Chemical reactions are characterized by the formation of new substances, and the total energy of new substances and reactants is different, because the energy possessed by each substance is different.

The essence of energy conservation in the reaction is that the energy released by the formation of new chemical bonds is greater than the energy of the old chemical bond breakage and is released in the form of other energy.

If the total energy possessed by the reactant is higher than the total energy generated, then a part of the energy will be released in the form of heat energy in the reaction, which is an exothermic reaction, and vice versa, an endothermic reaction.

1. The essence, characteristics and laws of chemical reactions: substance: the breaking of the chemical bonds of reactants and the formation of chemical bonds of products.

Characteristics: There is both the generation of new matter and the change of energy. Laws to follow:

Conservation of mass and conservation of energy. 2. The form of energy in the process of chemical reaction: it is often expressed in the form of heat energy, electrical energy, light energy, etc.
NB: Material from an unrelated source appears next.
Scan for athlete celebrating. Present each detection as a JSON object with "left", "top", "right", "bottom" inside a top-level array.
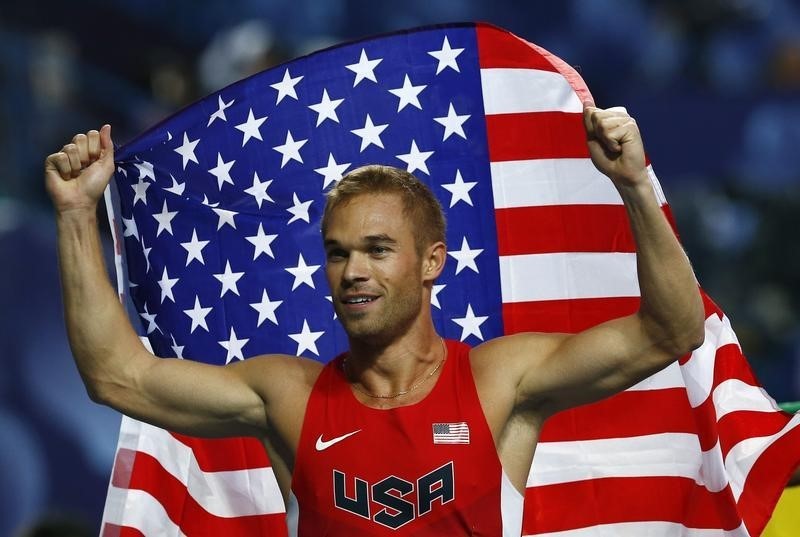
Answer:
[{"left": 45, "top": 103, "right": 704, "bottom": 537}]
The change in energy in a chemical reaction usually manifests itself as a change in heat. **The essence of exothermic and endothermic chemical reactions should pay attention to four points: Chemical reactions are characterized by the formation of new substances, and the total energy of new substances and reactants is different, because the energy of each substance is different (the essence of chemical reactions is the breaking of old chemical bonds and the formation of new chemical bonds, and the energy absorbed by the breaking of old chemical bonds is different from the energy released by new chemical bonds, resulting in energy changes); The essence of energy conservation in the reaction is that the energy released by the formation of new chemical bonds is greater than the energy of the old chemical bond breakage and is released in the form of other energy. If the total energy possessed by the reactant is higher than the total energy generated, then a part of the energy will be released in the form of heat energy in the reaction, which is an exothermic reaction, and vice versa, an endothermic reaction. It can be represented by an image.